Re: BUG #13891: Deparsed arbiter WHERE clauses cannot be parsed by Postgres
From
Peter Geoghegan
Date:
On Thu, Feb 4, 2016 at 12:49 PM, Andres Freund <andres@anarazel.de> wrote: > Seems fairly simple to write a DO statement that does something like > v_sql = pg_get_viewdef(viewname); > EXECUTE 'DROP VIEW '||viewname::regclass; > EXECUTE v_sql; > in a query over pg_views. Sorry, I still don't get it. How does that help with ON CONFLICT arbiter WHERE clause deparsing? -- Peter Geoghegan
Re: BUG #13891: Deparsed arbiter WHERE clauses cannot be parsed by Postgres
From
Andres Freund
Date:
On 2016-02-04 13:09:43 -0800, Peter Geoghegan wrote: > On Thu, Feb 4, 2016 at 12:49 PM, Andres Freund <andres@anarazel.de> wrote: > > Seems fairly simple to write a DO statement that does something like > > v_sql = pg_get_viewdef(viewname); > > EXECUTE 'DROP VIEW '||viewname::regclass; > > EXECUTE v_sql; > > in a query over pg_views. > > Sorry, I still don't get it. How does that help with ON CONFLICT > arbiter WHERE clause deparsing? The bug this thread is about was actually visible in regression test output, as the wrong output of pg_rules output. As were a number of previous bugs. So it seems time to actually make sure that the output of the rules we generate to test deparsing actually do something remotely sane, by executing the deparsed sql. Obviously human inspection is not sufficient. You can do so by executing deparsed output of a rule or a view (both should be doable afacis).

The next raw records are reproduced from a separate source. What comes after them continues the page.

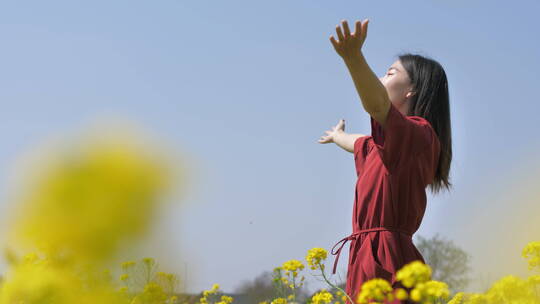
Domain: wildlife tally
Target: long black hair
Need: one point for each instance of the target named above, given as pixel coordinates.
(431, 102)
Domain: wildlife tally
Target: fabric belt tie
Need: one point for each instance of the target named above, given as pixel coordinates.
(353, 236)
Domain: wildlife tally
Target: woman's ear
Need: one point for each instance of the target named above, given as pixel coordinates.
(410, 94)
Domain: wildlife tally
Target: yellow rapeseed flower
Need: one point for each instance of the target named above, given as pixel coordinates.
(315, 257)
(532, 252)
(322, 297)
(430, 291)
(279, 301)
(375, 289)
(414, 273)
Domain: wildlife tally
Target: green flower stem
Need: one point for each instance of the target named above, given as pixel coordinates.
(334, 286)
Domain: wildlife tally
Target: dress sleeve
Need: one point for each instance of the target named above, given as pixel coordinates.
(402, 138)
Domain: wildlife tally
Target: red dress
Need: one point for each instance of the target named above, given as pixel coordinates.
(394, 166)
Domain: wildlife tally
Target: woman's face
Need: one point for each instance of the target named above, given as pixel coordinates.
(398, 85)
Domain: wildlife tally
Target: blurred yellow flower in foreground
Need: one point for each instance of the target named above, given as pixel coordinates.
(86, 199)
(414, 273)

Andres Freund <andres@anarazel.de> writes: > On 2016-02-04 13:09:43 -0800, Peter Geoghegan wrote: >> Sorry, I still don't get it. How does that help with ON CONFLICT >> arbiter WHERE clause deparsing? > The bug this thread is about was actually visible in regression test > output, as the wrong output of pg_rules output. As were a number of > previous bugs. So it seems time to actually make sure that the output of > the rules we generate to test deparsing actually do something remotely > sane, by executing the deparsed sql. Obviously human inspection is not > sufficient. You can do so by executing deparsed output of a rule or a > view (both should be doable afacis). That's all very well, but we have a release to get out tomorrow, so I went ahead and pushed Peter's patch (with some cosmetic fiddling). I think actually Andres' proposal wouldn't be all that helpful, because it would only detect deparse problems for constructs that happen to appear in views/rules that exist at the instant the test runs. What I'd be inclined to think about is something comparable to the COPY_PARSE_PLAN_TREES #define, that is an option to make postgres.c pass every non-utility statement through deparse and reparse and then compare the resulting parse trees. It'd be a bit slow but it would cover every type of syntax exercised anywhere in the regression tests. regards, tom lane
Re: BUG #13891: Deparsed arbiter WHERE clauses cannot be parsed by Postgres
From
Andres Freund
Date:
On February 7, 2016 9:02:11 PM GMT+01:00, Tom Lane <tgl@sss.pgh.pa.us> wrote: >Andres Freund <andres@anarazel.de> writes: >I think actually Andres' proposal wouldn't be all that helpful, because >it would only detect deparse problems for constructs that happen to >appear in views/rules that exist at the instant the test runs. That's be fine for this purpose. This specific line had two hard to spot roots already... --- Please excuse brevity and formatting - I am writing this on my mobile phone.